Wade? Ha! They will be able to simply walk across the trash since our human race throws into the ocean every single year enough plastic to make 800 billion—EIGHT HUNDRED BILLION—bottles. Every year. And that’s just the ocean bound bottles; that doesn’t include the thirty-five billion bottles in landfills every year.
Okay—I did the math for you. If those were bottles and I got my son to put them all in bags and bring them to the machine at Wegman’s in Rochester, he’d walk out with $40 BILLION dollars.
Gone. Trashed. Forty Billion Dollars tossed into the surf every single year, just in plastic.
Stop it. Please, on behalf of all humans who think about posterity, about beauty, about the breaching of whales and the graceful rise of a dolphin or the glide of the osprey, cormorants and gulls; on behalf of those of us who understand the toxins being released which destroy the oxygen and compromise the very balance of nature, please, use a reusable bottle. How hard is it? You can even get one with your name on it, or a picture of your favorite Muppet.
When I was still in single digits, Earth Day started, and I remember walking with my class on the property at East Lake Elementary School picking up trash. And it was the sixties, so we already had peace and love and nature and all that on our minds from the songs and signs of the times, so honestly, we thought we were going to grow up and live in a trash-free world of peace.
Not so much.
This place is a toilet. People throw trash out of windows because it’s going to destroy their very soul to drop it in a can at the next gas station or when they get home. People can’t possibly carry canvas bags into Wegmans to shop! “I gotta carry stuff OUT of the store; you want me to carry stuff IN as well! Hell no!”

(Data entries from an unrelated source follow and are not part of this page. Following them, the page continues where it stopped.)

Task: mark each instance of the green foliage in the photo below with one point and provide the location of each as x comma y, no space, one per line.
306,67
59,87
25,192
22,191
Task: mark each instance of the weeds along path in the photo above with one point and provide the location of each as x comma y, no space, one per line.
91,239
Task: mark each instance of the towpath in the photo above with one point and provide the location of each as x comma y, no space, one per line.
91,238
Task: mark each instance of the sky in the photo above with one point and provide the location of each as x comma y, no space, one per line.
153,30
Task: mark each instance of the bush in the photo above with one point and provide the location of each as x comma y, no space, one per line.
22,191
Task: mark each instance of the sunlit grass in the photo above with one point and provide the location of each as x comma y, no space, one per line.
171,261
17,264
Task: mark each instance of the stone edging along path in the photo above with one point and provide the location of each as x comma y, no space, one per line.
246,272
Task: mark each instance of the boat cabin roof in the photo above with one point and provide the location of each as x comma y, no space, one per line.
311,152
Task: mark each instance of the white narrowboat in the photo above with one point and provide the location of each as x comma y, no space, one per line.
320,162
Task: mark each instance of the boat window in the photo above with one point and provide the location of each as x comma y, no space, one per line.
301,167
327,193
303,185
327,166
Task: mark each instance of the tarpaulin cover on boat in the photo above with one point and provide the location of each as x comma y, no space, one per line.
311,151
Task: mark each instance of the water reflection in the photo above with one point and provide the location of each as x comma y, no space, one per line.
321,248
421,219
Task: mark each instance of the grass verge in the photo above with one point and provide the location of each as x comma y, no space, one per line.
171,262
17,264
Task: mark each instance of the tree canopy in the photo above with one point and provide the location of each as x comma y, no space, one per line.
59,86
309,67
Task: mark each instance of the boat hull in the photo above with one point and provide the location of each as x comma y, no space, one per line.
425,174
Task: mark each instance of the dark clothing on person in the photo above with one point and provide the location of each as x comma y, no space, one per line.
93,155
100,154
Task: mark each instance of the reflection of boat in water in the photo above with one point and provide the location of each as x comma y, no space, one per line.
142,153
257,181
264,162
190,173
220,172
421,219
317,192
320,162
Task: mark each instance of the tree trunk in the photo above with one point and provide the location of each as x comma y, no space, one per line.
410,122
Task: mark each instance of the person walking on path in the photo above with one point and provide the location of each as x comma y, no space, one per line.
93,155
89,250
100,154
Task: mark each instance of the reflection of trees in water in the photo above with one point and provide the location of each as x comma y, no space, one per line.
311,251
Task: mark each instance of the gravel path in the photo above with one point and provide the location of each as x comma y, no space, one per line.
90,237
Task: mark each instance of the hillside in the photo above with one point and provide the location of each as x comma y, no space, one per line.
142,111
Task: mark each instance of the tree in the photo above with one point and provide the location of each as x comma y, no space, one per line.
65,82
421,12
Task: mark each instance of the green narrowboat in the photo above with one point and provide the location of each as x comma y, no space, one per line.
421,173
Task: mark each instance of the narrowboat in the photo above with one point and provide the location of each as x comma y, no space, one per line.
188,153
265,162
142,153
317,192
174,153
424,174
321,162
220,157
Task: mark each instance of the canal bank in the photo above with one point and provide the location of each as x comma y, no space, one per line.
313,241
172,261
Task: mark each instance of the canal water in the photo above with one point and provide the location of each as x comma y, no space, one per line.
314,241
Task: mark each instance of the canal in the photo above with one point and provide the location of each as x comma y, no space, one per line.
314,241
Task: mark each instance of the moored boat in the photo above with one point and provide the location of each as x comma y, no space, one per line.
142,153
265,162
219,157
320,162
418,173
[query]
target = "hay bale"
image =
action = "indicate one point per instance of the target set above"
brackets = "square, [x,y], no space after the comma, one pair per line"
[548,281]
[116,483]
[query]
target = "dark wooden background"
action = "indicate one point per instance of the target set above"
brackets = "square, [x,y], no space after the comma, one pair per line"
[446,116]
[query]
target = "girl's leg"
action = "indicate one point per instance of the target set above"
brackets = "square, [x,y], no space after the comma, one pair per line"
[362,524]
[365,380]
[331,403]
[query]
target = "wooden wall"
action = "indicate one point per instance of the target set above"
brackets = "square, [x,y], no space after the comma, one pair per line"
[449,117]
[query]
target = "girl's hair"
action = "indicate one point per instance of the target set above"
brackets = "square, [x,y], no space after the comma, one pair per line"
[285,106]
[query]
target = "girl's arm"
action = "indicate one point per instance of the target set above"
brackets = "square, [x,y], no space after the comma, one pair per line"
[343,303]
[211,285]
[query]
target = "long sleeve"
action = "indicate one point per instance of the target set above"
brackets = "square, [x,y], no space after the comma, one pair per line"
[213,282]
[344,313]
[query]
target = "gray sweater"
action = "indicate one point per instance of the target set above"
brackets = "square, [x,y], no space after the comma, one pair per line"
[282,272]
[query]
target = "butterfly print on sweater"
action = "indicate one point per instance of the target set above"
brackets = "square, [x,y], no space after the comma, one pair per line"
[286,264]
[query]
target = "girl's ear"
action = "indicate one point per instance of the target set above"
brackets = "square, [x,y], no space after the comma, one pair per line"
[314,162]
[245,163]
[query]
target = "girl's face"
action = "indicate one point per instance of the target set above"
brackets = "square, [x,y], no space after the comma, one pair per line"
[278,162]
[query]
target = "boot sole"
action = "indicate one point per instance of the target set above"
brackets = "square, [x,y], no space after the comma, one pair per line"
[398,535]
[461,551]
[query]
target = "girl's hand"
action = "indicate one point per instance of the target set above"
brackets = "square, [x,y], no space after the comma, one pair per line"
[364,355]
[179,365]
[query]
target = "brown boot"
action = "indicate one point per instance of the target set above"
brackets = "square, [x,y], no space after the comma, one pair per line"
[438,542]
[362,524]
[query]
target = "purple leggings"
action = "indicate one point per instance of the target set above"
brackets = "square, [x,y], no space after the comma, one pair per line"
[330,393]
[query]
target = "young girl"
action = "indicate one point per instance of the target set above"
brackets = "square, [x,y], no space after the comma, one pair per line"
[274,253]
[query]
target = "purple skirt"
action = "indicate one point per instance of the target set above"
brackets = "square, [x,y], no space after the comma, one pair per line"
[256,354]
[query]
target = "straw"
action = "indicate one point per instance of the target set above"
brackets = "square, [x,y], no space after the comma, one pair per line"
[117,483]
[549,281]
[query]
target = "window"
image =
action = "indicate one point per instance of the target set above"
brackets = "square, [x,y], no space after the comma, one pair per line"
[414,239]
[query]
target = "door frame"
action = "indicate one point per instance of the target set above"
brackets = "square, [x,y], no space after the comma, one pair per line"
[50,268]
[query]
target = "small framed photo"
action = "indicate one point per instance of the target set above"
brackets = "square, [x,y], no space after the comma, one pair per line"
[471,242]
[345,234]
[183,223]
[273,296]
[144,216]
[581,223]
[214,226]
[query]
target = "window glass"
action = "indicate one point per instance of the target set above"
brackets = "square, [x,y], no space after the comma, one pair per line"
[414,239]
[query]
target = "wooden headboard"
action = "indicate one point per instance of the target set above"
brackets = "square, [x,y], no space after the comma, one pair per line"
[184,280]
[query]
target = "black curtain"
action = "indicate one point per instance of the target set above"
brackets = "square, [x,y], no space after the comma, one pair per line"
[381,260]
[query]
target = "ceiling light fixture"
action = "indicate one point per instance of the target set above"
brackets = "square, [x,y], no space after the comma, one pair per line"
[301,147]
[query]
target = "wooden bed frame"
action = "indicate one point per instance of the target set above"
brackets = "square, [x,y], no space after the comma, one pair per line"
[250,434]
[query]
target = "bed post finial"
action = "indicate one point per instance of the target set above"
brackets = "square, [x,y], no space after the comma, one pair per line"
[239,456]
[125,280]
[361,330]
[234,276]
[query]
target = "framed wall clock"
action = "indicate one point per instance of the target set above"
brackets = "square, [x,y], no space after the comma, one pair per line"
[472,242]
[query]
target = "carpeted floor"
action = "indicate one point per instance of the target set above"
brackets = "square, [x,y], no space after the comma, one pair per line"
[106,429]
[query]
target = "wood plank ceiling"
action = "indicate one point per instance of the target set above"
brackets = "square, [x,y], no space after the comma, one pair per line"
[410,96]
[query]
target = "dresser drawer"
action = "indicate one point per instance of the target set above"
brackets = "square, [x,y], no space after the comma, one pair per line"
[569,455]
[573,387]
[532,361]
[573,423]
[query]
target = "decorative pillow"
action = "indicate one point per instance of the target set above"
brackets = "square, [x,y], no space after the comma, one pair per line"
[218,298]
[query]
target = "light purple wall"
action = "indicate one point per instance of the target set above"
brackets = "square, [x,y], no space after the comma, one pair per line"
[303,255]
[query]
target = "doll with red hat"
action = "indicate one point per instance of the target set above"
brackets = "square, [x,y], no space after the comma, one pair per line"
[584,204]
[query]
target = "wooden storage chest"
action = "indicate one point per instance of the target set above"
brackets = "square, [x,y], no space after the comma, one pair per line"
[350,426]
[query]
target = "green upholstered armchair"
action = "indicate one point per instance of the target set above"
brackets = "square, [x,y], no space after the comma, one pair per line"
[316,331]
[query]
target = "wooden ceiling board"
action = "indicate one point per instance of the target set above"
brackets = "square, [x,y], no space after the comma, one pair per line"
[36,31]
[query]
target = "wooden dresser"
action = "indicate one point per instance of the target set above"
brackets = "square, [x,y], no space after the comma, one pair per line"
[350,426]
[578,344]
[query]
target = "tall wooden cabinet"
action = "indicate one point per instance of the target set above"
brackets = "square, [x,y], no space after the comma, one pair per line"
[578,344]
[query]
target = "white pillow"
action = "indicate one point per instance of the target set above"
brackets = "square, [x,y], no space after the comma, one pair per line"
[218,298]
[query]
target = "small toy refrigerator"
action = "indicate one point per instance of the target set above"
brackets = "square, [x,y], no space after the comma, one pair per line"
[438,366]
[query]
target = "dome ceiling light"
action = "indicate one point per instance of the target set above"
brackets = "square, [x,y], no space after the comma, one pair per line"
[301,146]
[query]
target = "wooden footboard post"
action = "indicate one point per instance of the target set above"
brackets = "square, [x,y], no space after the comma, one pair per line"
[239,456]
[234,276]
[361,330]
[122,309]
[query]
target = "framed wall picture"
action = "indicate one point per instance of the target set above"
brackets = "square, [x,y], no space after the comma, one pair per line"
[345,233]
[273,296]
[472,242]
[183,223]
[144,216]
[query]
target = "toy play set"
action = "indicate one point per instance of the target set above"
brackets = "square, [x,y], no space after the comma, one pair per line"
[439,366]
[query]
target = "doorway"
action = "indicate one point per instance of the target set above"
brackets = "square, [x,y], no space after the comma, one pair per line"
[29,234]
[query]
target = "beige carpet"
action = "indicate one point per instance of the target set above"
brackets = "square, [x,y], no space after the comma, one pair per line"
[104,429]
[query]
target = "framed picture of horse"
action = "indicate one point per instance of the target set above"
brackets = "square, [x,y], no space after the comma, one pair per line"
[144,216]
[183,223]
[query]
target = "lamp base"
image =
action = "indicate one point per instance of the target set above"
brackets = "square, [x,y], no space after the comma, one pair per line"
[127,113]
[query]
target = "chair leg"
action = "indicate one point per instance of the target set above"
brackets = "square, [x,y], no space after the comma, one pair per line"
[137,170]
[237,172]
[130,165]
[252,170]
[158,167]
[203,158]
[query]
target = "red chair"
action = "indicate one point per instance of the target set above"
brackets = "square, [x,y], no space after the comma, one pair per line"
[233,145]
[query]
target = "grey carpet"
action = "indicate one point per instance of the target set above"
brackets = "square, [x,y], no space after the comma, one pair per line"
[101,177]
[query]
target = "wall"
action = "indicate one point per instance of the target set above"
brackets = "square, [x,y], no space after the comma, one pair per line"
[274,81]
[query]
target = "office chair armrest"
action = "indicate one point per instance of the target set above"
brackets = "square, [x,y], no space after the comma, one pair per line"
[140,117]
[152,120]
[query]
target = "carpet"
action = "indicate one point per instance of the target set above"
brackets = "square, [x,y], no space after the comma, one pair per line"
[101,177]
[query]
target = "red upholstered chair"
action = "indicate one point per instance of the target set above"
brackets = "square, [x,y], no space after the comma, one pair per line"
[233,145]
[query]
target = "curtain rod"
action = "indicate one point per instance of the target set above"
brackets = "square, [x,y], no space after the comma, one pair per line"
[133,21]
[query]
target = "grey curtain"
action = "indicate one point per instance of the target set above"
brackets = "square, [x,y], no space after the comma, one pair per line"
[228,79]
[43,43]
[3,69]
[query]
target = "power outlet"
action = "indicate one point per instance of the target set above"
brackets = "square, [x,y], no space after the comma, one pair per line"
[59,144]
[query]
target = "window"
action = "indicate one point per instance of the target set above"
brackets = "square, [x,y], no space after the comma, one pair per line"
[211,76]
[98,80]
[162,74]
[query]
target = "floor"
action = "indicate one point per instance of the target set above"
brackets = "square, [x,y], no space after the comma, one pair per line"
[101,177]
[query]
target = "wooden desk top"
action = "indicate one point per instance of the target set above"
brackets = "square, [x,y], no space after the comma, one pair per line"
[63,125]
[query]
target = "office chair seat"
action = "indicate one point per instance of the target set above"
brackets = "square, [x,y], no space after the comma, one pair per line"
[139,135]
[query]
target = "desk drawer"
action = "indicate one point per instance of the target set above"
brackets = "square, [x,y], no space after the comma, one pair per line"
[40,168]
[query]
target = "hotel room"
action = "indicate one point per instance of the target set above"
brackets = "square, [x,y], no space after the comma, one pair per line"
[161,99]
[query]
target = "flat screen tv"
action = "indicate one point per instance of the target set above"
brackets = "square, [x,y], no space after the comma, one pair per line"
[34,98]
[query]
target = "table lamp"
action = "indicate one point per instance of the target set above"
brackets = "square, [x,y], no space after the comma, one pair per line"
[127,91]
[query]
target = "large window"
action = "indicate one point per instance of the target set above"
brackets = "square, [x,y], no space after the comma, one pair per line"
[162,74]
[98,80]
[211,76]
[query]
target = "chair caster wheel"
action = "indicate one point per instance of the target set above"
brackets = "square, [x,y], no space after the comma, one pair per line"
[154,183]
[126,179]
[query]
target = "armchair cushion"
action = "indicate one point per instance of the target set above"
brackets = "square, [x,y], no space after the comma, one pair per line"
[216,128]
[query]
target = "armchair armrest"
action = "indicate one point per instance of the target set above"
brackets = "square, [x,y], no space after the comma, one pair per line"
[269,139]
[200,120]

The planet is having a hard time breathing, and it is absolutely our fault, and karma being what it is, we’re going to pay the price for it. Now, we also can cure this pandemic. It doesn’t take a group effort; no one needs to subscribe to any agency or get a vaccine. Just stop throwing your crap out the window. Use a reusable bag to carry groceries and a reusable bottle to drink out of. That’s it.
Feel free to recycle this blog post to those you know, I mean you absolutely know, are still carrying food to the car in plastic bags.
The osprey thank you.

Bob, I often think that if I had the money, I’d devote all of it to cleaning up the oceans. That’s a thing I can imagine fixing. Other things are harder, but this thing is tangible. We could do it if we only had the will.